Brad’s first article describes how much Directory Server 7 entry compression rocks, "extending search performance by more than 50% through increased caching potential". Brad provides details of his findings and gives the commands to run to get the benefits of DSEE 7 in your deployment.
The entry compression feature is also available in the technology that will power future versions of Sun Directory Enterprise Edition: the OpenDS project. In OpenDS, there are 2 options to reduce the size of entries stored in the database. The first one is called entry compaction, and it’s enabled by default. The entry compaction feature removes all references to attribute names and replace them with small identifiers. The second option is actually entry compression which will use the popular ZLib algorithm. This option is not activated by default, but it’s just a command away :
<OPENDS_HOME>/bin/dsconfig -X -p 4444 -h localhost -D cn=Directory\ manager\
-w password -n set-backend-prop \
–backend-name userRoot –set entries-compressed:true
Below is the dsconfig usage for disabling entry compaction with OpenDS:
<OPENDS_HOME>/bin/dsconfig -X -p 4444 -h localhost -D cn=directory\ manager\
-w password -n set-backend-prop \
–backend-name backend –set compact-encoding:false
Here’s a table that compares the size of the databases of OpenDS 2.2.0 with no compat encoding, with it (default settings) and with compression enabled. The table compares the size of the entry record within the database as well as the overall size of the database which also includes indexes (default OpenDS settings).
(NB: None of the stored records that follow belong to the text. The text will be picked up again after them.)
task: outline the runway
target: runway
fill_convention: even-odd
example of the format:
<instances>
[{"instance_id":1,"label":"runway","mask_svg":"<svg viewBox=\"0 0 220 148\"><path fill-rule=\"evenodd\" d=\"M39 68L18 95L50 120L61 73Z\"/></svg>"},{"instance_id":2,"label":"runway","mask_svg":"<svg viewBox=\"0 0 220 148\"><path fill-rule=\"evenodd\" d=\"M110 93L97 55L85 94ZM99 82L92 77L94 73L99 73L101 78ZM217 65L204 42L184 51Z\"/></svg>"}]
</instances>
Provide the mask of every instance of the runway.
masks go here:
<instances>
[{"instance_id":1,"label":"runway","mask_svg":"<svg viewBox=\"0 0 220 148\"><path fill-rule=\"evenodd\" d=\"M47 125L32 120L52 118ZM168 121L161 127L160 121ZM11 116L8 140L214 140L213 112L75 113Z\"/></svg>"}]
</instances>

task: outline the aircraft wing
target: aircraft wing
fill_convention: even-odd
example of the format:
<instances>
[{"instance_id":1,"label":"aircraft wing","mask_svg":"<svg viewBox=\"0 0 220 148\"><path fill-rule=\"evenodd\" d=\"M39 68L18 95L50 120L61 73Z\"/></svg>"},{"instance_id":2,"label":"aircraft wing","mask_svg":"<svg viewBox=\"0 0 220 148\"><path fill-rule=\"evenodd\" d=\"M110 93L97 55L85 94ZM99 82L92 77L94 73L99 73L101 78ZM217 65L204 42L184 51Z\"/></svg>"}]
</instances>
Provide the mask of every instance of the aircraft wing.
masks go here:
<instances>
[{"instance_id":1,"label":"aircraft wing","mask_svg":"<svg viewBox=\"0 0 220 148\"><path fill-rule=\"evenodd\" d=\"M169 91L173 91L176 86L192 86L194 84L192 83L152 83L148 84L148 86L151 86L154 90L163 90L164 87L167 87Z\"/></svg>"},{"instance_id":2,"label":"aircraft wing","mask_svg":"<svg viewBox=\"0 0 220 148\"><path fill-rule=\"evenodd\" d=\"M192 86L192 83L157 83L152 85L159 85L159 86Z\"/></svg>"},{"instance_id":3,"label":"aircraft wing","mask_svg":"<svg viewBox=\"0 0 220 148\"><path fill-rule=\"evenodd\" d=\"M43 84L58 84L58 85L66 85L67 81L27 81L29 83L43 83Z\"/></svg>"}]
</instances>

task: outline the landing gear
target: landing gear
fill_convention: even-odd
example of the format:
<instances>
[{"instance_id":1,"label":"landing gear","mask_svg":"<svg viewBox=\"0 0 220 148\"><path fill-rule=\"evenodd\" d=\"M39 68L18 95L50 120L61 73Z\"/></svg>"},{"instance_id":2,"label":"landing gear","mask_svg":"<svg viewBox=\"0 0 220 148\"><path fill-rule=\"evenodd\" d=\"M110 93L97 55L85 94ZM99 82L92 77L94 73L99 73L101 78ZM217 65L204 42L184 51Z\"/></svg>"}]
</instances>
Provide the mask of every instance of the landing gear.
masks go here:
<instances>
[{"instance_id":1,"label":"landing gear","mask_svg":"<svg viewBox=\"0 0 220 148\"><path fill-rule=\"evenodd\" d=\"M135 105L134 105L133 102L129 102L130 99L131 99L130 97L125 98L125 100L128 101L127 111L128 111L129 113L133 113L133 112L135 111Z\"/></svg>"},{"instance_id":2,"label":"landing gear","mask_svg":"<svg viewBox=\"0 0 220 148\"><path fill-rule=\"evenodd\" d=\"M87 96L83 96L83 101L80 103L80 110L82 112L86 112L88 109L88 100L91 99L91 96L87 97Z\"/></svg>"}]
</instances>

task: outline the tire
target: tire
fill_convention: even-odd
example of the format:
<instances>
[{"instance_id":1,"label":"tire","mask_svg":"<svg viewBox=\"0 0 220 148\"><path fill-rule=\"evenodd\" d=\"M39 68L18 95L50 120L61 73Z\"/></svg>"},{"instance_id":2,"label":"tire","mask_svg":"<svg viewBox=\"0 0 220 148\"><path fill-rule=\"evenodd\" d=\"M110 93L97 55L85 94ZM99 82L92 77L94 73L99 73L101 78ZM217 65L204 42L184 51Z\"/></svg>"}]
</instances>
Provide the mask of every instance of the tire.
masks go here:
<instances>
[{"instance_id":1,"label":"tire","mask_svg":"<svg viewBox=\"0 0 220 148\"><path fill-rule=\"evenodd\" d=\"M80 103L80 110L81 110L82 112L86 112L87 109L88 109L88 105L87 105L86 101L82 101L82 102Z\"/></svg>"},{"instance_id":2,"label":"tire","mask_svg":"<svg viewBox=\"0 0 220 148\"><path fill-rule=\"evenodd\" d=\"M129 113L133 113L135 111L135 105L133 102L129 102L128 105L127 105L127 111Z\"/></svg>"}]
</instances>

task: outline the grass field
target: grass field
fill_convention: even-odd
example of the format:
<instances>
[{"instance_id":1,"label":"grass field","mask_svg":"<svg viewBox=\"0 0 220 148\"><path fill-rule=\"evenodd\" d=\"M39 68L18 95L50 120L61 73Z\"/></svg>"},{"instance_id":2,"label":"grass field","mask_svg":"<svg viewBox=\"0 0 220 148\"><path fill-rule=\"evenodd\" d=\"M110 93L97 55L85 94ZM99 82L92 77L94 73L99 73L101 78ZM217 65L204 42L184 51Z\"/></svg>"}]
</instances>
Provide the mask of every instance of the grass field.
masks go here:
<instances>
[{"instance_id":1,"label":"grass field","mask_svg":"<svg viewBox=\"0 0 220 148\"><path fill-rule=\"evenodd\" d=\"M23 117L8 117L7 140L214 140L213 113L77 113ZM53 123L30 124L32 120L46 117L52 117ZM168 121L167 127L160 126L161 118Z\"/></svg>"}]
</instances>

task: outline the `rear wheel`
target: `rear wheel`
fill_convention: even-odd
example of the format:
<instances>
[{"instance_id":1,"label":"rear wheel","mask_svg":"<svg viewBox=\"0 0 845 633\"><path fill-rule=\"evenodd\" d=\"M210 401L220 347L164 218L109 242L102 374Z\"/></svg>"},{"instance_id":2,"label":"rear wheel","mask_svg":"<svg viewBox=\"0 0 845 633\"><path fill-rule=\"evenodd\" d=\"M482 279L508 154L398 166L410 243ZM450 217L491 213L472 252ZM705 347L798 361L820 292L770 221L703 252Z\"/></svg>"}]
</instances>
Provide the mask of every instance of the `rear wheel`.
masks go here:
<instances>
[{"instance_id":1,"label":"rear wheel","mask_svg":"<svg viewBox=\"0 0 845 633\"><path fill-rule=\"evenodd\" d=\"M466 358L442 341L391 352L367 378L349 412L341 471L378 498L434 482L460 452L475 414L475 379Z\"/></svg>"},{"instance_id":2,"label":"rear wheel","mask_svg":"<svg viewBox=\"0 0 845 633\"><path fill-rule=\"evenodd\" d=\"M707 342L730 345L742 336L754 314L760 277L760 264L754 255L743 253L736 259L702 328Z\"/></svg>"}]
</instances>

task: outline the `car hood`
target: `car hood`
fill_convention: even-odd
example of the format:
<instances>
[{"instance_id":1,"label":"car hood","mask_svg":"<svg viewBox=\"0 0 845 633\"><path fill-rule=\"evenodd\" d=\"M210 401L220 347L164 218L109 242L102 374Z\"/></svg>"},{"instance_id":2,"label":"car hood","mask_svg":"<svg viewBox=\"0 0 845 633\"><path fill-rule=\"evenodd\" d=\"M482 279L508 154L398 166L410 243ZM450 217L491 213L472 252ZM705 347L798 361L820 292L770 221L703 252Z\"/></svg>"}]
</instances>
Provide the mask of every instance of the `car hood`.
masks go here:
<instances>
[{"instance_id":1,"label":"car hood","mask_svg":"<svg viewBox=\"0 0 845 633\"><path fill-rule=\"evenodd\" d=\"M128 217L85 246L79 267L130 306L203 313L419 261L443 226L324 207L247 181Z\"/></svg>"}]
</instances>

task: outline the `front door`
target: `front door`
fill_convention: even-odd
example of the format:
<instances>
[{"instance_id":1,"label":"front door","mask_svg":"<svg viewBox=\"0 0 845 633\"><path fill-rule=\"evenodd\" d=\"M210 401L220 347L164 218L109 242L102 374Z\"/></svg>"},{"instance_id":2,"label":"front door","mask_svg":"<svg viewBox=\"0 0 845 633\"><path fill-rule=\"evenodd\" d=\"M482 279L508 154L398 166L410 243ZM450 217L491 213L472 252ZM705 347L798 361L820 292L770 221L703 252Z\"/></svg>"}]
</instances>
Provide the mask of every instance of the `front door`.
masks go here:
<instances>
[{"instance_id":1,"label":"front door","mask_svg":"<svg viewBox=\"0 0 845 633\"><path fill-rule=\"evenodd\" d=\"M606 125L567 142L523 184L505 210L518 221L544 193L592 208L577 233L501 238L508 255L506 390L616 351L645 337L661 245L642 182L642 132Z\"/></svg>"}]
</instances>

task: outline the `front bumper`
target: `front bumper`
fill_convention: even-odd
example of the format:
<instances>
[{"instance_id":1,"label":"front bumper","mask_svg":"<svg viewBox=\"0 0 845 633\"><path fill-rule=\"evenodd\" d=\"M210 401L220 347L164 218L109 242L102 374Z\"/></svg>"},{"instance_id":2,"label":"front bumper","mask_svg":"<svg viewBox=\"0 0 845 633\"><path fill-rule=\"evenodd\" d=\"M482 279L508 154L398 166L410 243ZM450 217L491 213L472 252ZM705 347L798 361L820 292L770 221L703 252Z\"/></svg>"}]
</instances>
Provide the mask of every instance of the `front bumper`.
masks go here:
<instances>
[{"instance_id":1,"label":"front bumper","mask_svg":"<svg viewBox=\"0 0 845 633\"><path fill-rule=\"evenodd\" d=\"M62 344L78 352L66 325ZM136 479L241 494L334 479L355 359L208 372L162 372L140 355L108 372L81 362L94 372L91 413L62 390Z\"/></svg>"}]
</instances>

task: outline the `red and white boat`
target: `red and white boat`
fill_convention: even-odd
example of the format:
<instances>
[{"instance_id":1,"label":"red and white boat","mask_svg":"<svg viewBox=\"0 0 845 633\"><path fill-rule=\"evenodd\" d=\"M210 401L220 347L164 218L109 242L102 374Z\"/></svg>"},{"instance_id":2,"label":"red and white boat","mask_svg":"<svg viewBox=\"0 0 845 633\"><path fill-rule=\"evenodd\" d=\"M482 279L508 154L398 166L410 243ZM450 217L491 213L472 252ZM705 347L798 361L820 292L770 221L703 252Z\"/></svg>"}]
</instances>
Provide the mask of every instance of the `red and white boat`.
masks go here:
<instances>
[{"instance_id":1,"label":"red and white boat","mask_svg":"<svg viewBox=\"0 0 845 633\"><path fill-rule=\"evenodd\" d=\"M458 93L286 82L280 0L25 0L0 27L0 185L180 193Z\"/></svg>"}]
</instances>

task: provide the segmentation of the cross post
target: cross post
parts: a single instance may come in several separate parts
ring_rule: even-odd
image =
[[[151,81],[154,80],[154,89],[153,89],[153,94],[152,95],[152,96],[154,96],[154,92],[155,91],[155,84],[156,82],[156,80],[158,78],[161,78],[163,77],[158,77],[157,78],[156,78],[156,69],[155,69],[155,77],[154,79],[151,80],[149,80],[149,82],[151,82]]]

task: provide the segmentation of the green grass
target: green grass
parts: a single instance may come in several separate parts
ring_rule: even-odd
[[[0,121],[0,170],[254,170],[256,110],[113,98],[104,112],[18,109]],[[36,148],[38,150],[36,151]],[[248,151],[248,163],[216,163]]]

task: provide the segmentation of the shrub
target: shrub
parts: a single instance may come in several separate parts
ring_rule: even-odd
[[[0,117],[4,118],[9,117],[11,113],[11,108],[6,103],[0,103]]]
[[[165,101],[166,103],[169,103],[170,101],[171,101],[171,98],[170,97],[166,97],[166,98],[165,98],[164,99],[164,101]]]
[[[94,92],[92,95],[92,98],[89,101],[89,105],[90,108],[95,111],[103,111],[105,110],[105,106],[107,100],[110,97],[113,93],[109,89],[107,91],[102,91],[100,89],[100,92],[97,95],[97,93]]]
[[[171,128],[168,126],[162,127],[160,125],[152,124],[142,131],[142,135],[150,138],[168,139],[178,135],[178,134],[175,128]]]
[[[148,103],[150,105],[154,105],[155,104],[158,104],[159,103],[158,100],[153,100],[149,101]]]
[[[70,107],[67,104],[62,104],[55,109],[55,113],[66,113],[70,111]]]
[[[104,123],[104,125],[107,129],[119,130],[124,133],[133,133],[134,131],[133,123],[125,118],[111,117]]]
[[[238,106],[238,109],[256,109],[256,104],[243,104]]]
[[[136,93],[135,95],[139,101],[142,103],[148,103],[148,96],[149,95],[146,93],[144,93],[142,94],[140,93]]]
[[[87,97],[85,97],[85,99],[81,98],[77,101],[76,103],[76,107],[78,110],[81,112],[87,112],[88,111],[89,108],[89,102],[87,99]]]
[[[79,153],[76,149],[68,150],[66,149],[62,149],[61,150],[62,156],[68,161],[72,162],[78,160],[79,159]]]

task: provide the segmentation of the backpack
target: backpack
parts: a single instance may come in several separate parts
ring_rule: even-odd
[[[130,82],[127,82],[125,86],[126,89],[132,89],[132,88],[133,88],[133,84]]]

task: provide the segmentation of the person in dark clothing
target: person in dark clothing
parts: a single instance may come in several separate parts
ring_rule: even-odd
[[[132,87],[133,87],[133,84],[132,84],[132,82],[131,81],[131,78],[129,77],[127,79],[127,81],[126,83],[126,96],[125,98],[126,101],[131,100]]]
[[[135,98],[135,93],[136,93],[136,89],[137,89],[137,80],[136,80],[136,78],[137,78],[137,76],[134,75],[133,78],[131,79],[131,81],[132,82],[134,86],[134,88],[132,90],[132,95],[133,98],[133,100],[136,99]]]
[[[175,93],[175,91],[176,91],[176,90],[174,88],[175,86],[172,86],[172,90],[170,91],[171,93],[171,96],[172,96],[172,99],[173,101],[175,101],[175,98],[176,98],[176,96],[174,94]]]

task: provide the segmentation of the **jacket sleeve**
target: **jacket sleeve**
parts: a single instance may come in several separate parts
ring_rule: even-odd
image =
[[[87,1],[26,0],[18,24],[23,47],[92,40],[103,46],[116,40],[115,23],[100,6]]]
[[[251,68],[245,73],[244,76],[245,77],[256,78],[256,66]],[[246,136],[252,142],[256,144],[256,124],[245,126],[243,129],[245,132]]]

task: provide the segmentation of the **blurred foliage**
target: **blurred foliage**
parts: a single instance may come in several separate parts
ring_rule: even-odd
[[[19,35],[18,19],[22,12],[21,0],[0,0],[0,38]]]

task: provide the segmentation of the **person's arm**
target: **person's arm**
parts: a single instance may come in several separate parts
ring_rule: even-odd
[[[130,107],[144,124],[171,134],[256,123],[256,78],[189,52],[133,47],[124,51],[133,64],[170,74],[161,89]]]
|Entry Count||LDIF Entry Size||Uncompacted Entry Size||Compacted Entry Size||Compressed Entry Size||Uncompacted DB Size||Compacted DB Size||Compressed DB Size|
|100K||599 b||645 b||481 b||361 b||178.8 MB||163.20 MB||151.65 MB|
|1M||603 b||649 b||485 b||364 b||1,515 MB||1,358 MB||1,243 MB|
|10M||607 b||653 b||490 b||363 b||13,973 MB||12,416 MB||11,188 MB|
The percentages are computed from the reference value which is the default i.e. compacted. A negative value means an increased size, a positive one means a reduced size.
The second table compares the import times for the 3 different modes for storing entries, for the 3 sample data files.
|100K||21 s||21 s||22 s|
|1M||106 s||107 s||112 s|
|10M||1006 s||1009 s||1101 s|
Note: in this table, negative numbers represent increase in time required to import compared to the default settings.
Enabling compression does result in a smaller disk use with that sample data (fully random values), but does come with a performance penalty at least at import time, less than 10% but the penalty increases with the amount of entries.
If you’ve read Brad’s article on DSEE entry compression, you understand that the smaller the entries in the database, the more can be potentially cached in the Database Cache and the better the overall performances are. So if your entries are quite large, contain values that are strings, you should consider enabling the entry compression with OpenDS.
Changing from the default mode (compacted) to uncompacted mode does not give any real advantage in performance, but does increase the disk space usage, so I do not see the value of changing these settings in OpenDS.
Anyway, the benefits of having compact entries in the database are available today with Sun Directory Server Enterprise Edition 7 and Sun OpenDS Standard Edition 2.2, and are helping customers to reduce the overall cost of ownership of the directory services.